Assume that 'eval.csv' looks like this:

StepSize TimePerFrame (ms) FramesPerSecond ImageFile
0.200000 18.950000 52.770449 0000.png
0.300000 13.610000 73.475386 0001.png
0.400000 10.870000 91.996320 0002.png
0.500000 9.220000 108.459870 0003.png
0.600000 8.030000 124.533001 0004.png
0.700000 7.310000 136.798906 0005.png
0.800000 6.640000 150.602410 0006.png
0.900000 6.170000 162.074554 0007.png
1.000000 5.760000 173.611111 0008.png
1.100000 5.470000 182.815356 0009.png
1.200000 5.200000 192.307692 0010.png
1.300000 5.010000 199.600798 0011.png
1.400000 4.720000 211.864407 0012.png
1.500000 4.600000 217.391304 0013.png
1.600000 4.460000 224.215247 0014.png
1.700000 4.270000 234.192037 0015.png
1.800000 4.250000 235.294118 0016.png
1.900000 4.120000 242.718447 0017.png

It can be plotted like this:

from matplotlib import pyplot as plt
import pandas as pd
import numpy as np

d = pd.read_csv('eval.csv', quotechar='"')
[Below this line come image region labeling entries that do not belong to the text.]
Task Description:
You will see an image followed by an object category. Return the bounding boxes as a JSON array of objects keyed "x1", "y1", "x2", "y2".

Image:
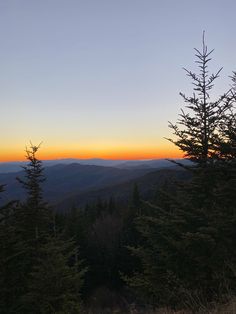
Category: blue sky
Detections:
[{"x1": 0, "y1": 0, "x2": 236, "y2": 160}]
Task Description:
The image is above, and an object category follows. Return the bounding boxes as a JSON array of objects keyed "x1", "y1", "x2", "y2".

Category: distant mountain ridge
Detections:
[{"x1": 0, "y1": 158, "x2": 188, "y2": 174}]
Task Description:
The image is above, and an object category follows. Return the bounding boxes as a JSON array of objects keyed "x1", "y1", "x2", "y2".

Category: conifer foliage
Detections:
[
  {"x1": 126, "y1": 36, "x2": 236, "y2": 310},
  {"x1": 0, "y1": 144, "x2": 86, "y2": 314}
]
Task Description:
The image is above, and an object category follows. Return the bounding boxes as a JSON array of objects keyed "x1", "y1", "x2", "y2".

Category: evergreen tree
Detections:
[
  {"x1": 126, "y1": 37, "x2": 236, "y2": 307},
  {"x1": 24, "y1": 236, "x2": 86, "y2": 314}
]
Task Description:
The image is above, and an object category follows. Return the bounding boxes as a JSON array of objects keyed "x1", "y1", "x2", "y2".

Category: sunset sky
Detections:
[{"x1": 0, "y1": 0, "x2": 236, "y2": 161}]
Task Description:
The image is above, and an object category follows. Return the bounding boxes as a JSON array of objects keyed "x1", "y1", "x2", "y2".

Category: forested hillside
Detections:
[{"x1": 0, "y1": 37, "x2": 236, "y2": 314}]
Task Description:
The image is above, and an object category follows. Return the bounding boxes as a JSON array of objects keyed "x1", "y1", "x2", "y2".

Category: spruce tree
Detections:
[{"x1": 126, "y1": 36, "x2": 236, "y2": 310}]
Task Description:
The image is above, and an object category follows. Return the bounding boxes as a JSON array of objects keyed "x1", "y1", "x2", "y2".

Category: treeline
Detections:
[{"x1": 0, "y1": 38, "x2": 236, "y2": 314}]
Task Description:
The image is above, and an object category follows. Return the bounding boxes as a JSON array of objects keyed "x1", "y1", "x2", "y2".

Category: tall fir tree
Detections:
[{"x1": 126, "y1": 36, "x2": 236, "y2": 310}]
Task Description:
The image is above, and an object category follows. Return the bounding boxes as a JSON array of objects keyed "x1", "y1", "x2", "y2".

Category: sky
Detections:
[{"x1": 0, "y1": 0, "x2": 236, "y2": 161}]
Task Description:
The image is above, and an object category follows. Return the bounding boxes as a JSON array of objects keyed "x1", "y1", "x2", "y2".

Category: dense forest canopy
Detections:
[{"x1": 0, "y1": 36, "x2": 236, "y2": 314}]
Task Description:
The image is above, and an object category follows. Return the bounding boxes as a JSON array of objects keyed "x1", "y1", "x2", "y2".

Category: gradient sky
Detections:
[{"x1": 0, "y1": 0, "x2": 236, "y2": 161}]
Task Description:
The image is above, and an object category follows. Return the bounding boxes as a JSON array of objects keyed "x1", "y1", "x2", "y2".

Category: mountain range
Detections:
[{"x1": 0, "y1": 159, "x2": 190, "y2": 209}]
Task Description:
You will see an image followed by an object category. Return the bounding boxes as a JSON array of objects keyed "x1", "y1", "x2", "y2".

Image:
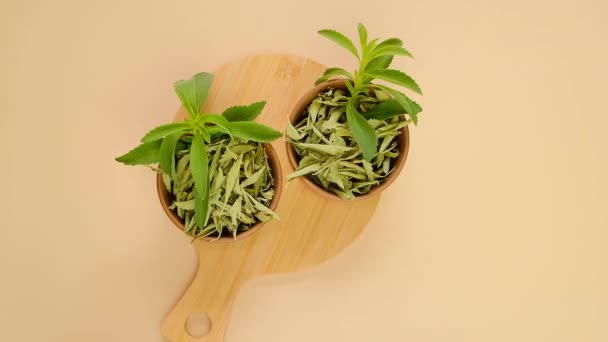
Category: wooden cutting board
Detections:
[{"x1": 162, "y1": 55, "x2": 379, "y2": 342}]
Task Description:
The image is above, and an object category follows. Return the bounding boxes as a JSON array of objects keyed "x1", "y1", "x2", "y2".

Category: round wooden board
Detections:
[{"x1": 162, "y1": 55, "x2": 379, "y2": 342}]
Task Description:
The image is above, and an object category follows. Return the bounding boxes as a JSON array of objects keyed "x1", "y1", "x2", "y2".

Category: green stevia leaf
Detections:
[
  {"x1": 219, "y1": 146, "x2": 239, "y2": 166},
  {"x1": 376, "y1": 38, "x2": 403, "y2": 50},
  {"x1": 207, "y1": 143, "x2": 224, "y2": 180},
  {"x1": 365, "y1": 55, "x2": 393, "y2": 72},
  {"x1": 222, "y1": 101, "x2": 266, "y2": 121},
  {"x1": 116, "y1": 140, "x2": 161, "y2": 165},
  {"x1": 365, "y1": 69, "x2": 422, "y2": 94},
  {"x1": 344, "y1": 81, "x2": 356, "y2": 96},
  {"x1": 255, "y1": 211, "x2": 272, "y2": 222},
  {"x1": 315, "y1": 68, "x2": 353, "y2": 85},
  {"x1": 201, "y1": 114, "x2": 232, "y2": 136},
  {"x1": 200, "y1": 127, "x2": 211, "y2": 143},
  {"x1": 331, "y1": 189, "x2": 355, "y2": 200},
  {"x1": 334, "y1": 127, "x2": 353, "y2": 137},
  {"x1": 353, "y1": 181, "x2": 380, "y2": 188},
  {"x1": 311, "y1": 126, "x2": 330, "y2": 145},
  {"x1": 338, "y1": 160, "x2": 365, "y2": 174},
  {"x1": 357, "y1": 23, "x2": 367, "y2": 48},
  {"x1": 287, "y1": 122, "x2": 303, "y2": 141},
  {"x1": 173, "y1": 72, "x2": 213, "y2": 117},
  {"x1": 361, "y1": 99, "x2": 406, "y2": 120},
  {"x1": 173, "y1": 200, "x2": 194, "y2": 210},
  {"x1": 329, "y1": 163, "x2": 344, "y2": 190},
  {"x1": 190, "y1": 134, "x2": 209, "y2": 229},
  {"x1": 287, "y1": 163, "x2": 321, "y2": 180},
  {"x1": 346, "y1": 101, "x2": 378, "y2": 160},
  {"x1": 339, "y1": 170, "x2": 367, "y2": 180},
  {"x1": 230, "y1": 144, "x2": 257, "y2": 154},
  {"x1": 211, "y1": 168, "x2": 226, "y2": 193},
  {"x1": 308, "y1": 99, "x2": 321, "y2": 124},
  {"x1": 382, "y1": 159, "x2": 391, "y2": 175},
  {"x1": 363, "y1": 160, "x2": 378, "y2": 181},
  {"x1": 141, "y1": 122, "x2": 190, "y2": 143},
  {"x1": 368, "y1": 45, "x2": 414, "y2": 59},
  {"x1": 378, "y1": 136, "x2": 395, "y2": 153},
  {"x1": 162, "y1": 173, "x2": 172, "y2": 192},
  {"x1": 159, "y1": 132, "x2": 181, "y2": 178},
  {"x1": 175, "y1": 154, "x2": 190, "y2": 181},
  {"x1": 318, "y1": 29, "x2": 359, "y2": 59},
  {"x1": 374, "y1": 84, "x2": 422, "y2": 125},
  {"x1": 230, "y1": 121, "x2": 282, "y2": 142},
  {"x1": 294, "y1": 143, "x2": 355, "y2": 156},
  {"x1": 241, "y1": 167, "x2": 266, "y2": 189}
]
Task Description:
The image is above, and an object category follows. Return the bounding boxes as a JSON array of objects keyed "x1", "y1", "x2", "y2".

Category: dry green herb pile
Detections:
[
  {"x1": 287, "y1": 88, "x2": 409, "y2": 199},
  {"x1": 169, "y1": 136, "x2": 278, "y2": 238}
]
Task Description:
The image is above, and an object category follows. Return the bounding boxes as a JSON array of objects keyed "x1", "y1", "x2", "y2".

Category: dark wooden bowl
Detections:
[{"x1": 285, "y1": 80, "x2": 410, "y2": 200}]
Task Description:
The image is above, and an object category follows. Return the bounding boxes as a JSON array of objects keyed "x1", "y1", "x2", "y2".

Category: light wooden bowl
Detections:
[
  {"x1": 285, "y1": 80, "x2": 410, "y2": 201},
  {"x1": 156, "y1": 144, "x2": 284, "y2": 242}
]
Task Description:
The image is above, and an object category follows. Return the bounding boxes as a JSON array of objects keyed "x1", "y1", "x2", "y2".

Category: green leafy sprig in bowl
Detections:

plt.plot(d['StepSize'], d['FramesPerSecond'], linestyle='dotted', marker='o')
plt.title('Performance')
plt.ylabel('Frames per Second')
plt.xlabel('Step Size')

plt.show()

Computing Image Differences

The difference between the images can be assessed using different metrics. One example is the Structural Similarity Index Measure (SSIM). A simple call to ImageMagick Compare suffices to measure this:

magick compare -metric SSIM 0000.png 0001.png cmp_0000_0001.png

This also creates a comparison image where the differences are highlighted. Note that a number of different metrics are supported and choosing the right one depends on the application. Some of the metrics also have parameters that may need attention.